Outro dos meus mortos, quando era vivo, escreveu um romance chamado “Os Nós e os Laços”, reflectindo sobre as causas das guerrilhas sentimentais em que as pessoas se gastam, porque chamam amor a ambições e medos. Outro ainda escreveu um livro chamado “Valsa Lenta” em que os instrumentos da morte e da vida compunham uma única sinfonia. Na parede de um restaurante que ambos frequentavam, encontro-os sorrindo nas fotografias, ao lado de um outro morto que escreveu uma pagina sublime sobre o cemitério secreto em que ia enterrando os vivos que o traíam, continuando, depois do enterro, a sorrir e a conversar amavelmente com os seus fantasmas carnais.

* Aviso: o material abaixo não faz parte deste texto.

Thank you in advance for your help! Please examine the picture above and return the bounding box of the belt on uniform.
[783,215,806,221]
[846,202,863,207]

É com os mortos que aprende o amor, e por isso o amor chega sempre tarde – demasiadas vezes, no desespero de matar a morte, o amor nunca chega a tocar-nos, ou toca-nos apenas como um arroubo do corpo, que no corpo se prende e se esvai. O amor é a arte de encontrar no rosto do outro o espelho dos nossos sonhos. Nesta noite que atravesso, procurando o caminho das palavras na luz intermitente que à lua entrega a terra, vejo, sobre as pedras da cidade, os corpos adormecidos e abraçados de uma rapariga e de um rapaz. Quando nascer o sol, apagando o sono e o abraço, vê-los-emos como a rapariga cigana e o rapaz cabo-verdiano que se apaixonaram e sofrem perseguição das cores, dos documentos, das famílias, e que por isso não têm casa nem dinheiro nem comida. Durante a noite, no entanto, as cores desaparecem, e os corpos abraçados destes amantes revelam apenas o lugar do amor. Ou da “beleza ética”, para recordar uma outra expressão feliz de Eduardo Prado Coelho, que sabia convocar a sombra que alonga as palavras e as faz caminhar, lentamente, para esse território sem fronteiras nem arestas que ele nomeava como a noite do mundo.